|Dear WhisperWind ,
I really enjoy a good poem about how a writer copes with struggles, especially when you personify the writing aid. "Once Upon a Pen" is a good title theme to drive this narrative look into what inspires without employing muses and faeries, but a little imagination about an instrument that words flow through.
Obviously this is a story of writer's block. The storytelling aspect in those first lines were sort of parental and distancing from the actual subject/writer in this poem. The pen doesn't seem a major figure in this story at the outset and in fact feels like the poet disconnecting from self in third person narration. It's an intriguing, psychological look at what we writers do to inspire us.
I can imagine part way in to this poem that the true inspiration from this story IS THIS POEM. It's as if the poem recounts the struggles up to this poem's creation and then in the moment has a vision to write out of the funk. The pen becomes magic, rainbow expressions appear and this poem starts sailing.
I think this offering shows truly the ways writers can get imaginative and instruct about their struggles to relay to others who might feel this way. And all poems like these have happy endings? The fairytale ending is fiction. In reality, we have this. We have a poem that must go through another chapter, perhaps a trilogy or an episodic series to complete it's journey For me, that next step is editing.
If it wasn't written with pen, we'd be introducing the eraser. Perhaps, the editor's pencil, with it's blue markings to highlight sections, words and places where improvement is possible, but not necessary. This is just a review with some thoughts about what I saw that might help you advance this vision a little more.
For instance, I'm all about direct action. Verbs lag behind nouns as poets tend to use commas too much. I suggest a new placement for crumbled to make it an adjective so we can get rid of that pesky comma as I illustrate below:
And threw down the pen while paper crumbled,
Was tossed in the bin.
And threw down the pen while crumbled paper
was tossed in the bin.
It's not a big change and more direct. It's a minor issue for me, maybe not at all for others. Something I suggest to just consider how words are arranged and how a new sentence construct can make a read flow better. (Though, careful not to lose that poetic flavor or voice that defines you.) Commas and indirect verbs tend to slow or trip up reads, and can be employed when you really want that feel. I like a smooth read there.
Just a small oops here:
Everyday it her watched her pain.
And one other point about that sentence that a poet could really consider...employing the right words to fit with metaphor, theme, or in this case, personification. Among the sensory tools, would you say a pen has sight or touch? I do not imagine a pen with eyes but plastic or metal skin. It should convey feel when the pen associates with the writer's pain. And 'watched' is not a strong word here.

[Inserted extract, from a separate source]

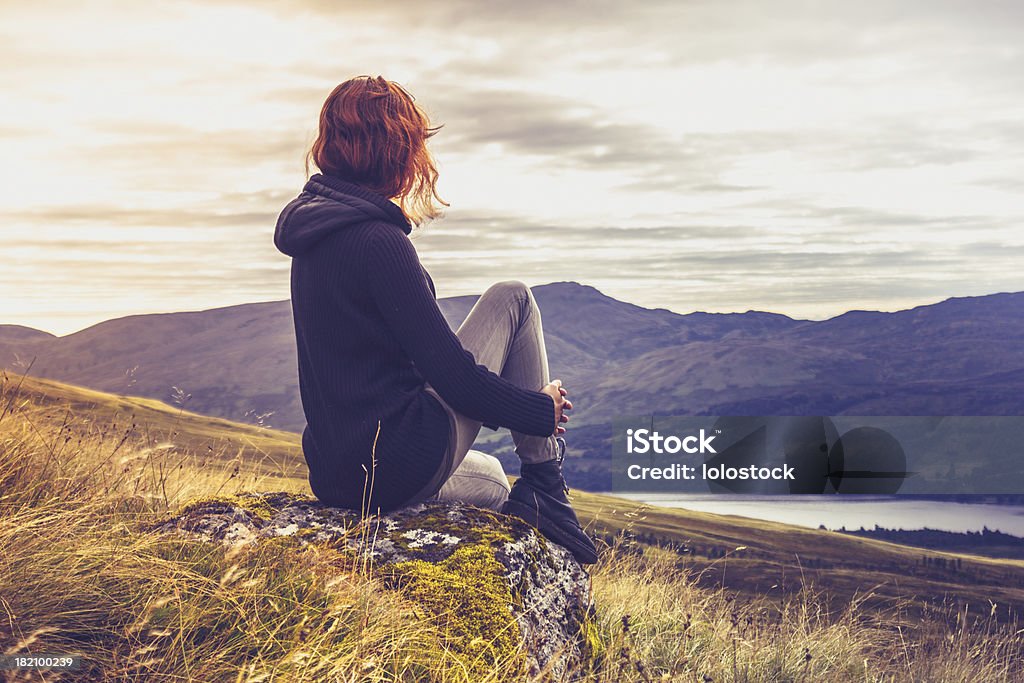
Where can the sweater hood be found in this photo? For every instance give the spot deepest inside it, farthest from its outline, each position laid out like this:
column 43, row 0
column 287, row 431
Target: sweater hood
column 326, row 205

What do you want the pen to experience in that pivotal moment? How is the pen like a muse? To me, a reader has to consider why this pen is so important to story. It seems the hero, the angel, the empathizer, the instrument that has magic and the power to change the story.
Perhaps, when personifying, you want to give this pen some relatable properties that can be employed to hone theme and metaphors. This line and all words that personify should align and give the reader an ability to surmise what's special, help visualize and connect with that instrument.
(at this stage of the review, I realize how much I'm putting into this. long-winded it might seem, I'll try to wrap up as best I can.)
I realize the pen does not contribute in the conflict-resolution aspect, because there is none. There could be. And, I realized this when I read:
A poetic rainbow soared across pages.
I know considering a rewrite might alter the free associating episode that produced this raw piece. Editing a dream is very hard. We are informed by the vision and the outcome. Sometimes, we take that vision further, once experience informs. I'm informed by that rainbow.
If it were worked into the poem earlier, as that moment of inspiration described, it can go beyond this something suddenly changed, where nothing was visualized, felt or realized.
I really like the employed feathers in connection with that rainbow. The poet is soaring toward something. It could suggest power of that pen to be described. Personify the gift of it's elements...through that touch that connects to the writer's imagination. I say this because a pencil was my tool of choice once upon a time, when properly sharpened, it artfully scrawled upon my notebooks until visions appeared.
There's something about the employment of some instrument, just the right one, that makes these visions come forth. In the way you personify your writing instrument, you could give it characteristics and abilities to give weight to this piece, really flesh out this fantasy of how writers connect with their muses in unique ways.
I think you are onto something with this and have great imagination to bring it to life. If you play with it more, who knows what more it could yield. I find most often here writers never edit, just move on to the next. Hopefully, I didn't go on too long and bore you. Just saw something with potential and wanted to share how I responded and where I see this poem going.
Image #1578663 over display limit. -?-
Further apologies if there are grammar or spelling issues that might make this review difficult to understand, as I am legally blind.